14 czerwca 2016 13:00 / 3 osobom podoba się ten post
Kasza gryczana,gulasz oraz zasmazane buraczki,mniam,mniam Oraz ciasto na bazie maslanki,z wisniami i kruszonka,troche przypalone z jednego boku ale pachnie bardzo smacznie (Michaska,wisnie potraktowalam goraca woda,jak mowilas,ale nie podsypalam bulki tartej tylko obtoczylam je w proszku budyniowym,zakalca nie widac ;)) )
Nóżki z kurczaka z piekarnika, a do tego ziemniaki gotowane oraz świeże warzywa: ogórek, pomidor i rzodkiewka.

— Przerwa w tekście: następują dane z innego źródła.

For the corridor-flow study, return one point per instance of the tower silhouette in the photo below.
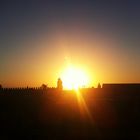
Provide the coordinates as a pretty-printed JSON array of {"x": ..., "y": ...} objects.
[{"x": 59, "y": 84}]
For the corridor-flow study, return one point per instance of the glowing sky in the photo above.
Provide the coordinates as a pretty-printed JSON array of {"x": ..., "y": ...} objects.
[{"x": 39, "y": 39}]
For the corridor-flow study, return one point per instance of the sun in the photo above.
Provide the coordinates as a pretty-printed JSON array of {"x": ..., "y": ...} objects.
[{"x": 74, "y": 78}]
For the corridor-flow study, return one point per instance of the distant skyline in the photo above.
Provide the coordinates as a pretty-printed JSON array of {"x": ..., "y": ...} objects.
[{"x": 39, "y": 39}]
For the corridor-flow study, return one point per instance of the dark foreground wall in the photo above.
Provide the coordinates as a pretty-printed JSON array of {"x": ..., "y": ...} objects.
[{"x": 51, "y": 114}]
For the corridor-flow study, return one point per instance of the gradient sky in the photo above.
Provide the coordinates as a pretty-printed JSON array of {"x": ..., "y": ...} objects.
[{"x": 38, "y": 39}]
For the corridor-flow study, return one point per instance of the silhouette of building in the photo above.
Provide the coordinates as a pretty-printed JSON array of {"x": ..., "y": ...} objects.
[
  {"x": 124, "y": 87},
  {"x": 59, "y": 84},
  {"x": 43, "y": 86},
  {"x": 99, "y": 85}
]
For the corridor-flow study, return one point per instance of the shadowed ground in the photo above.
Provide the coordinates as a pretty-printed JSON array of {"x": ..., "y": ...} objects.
[{"x": 52, "y": 114}]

Podobnie i ja dzisiaj tradycyjnie. Udka kurczaka z majerankiem i marchwią, w sosie wlasnym powoli duszone na patelni. Ziemniaki, pieczarki z cebulą, zielony groszek i sałata. Myślę, że proporcje na talerzu zachowane. 2/3 warzywa i 1/3 ogromniasta noga. Pdp zjadła 3/4 z tej wielkiej porcji, bo ulubiony groszek pozostał. Starczyło do kolacji, bo zamiast były tylo 2 duże truskawy!!! Normalnie zdziwiłem się bardzo, gdy pokazałem nogi, które zamierzałem na obiad przyrządzić, i byłem pewien, że powie..połowa. Ale nie!! Całą nogę zje-odrzekła. Jak powiedziała, tak i zrobiła. I lód waniliowy na deser. I czarna herbata z cytrynową trawą.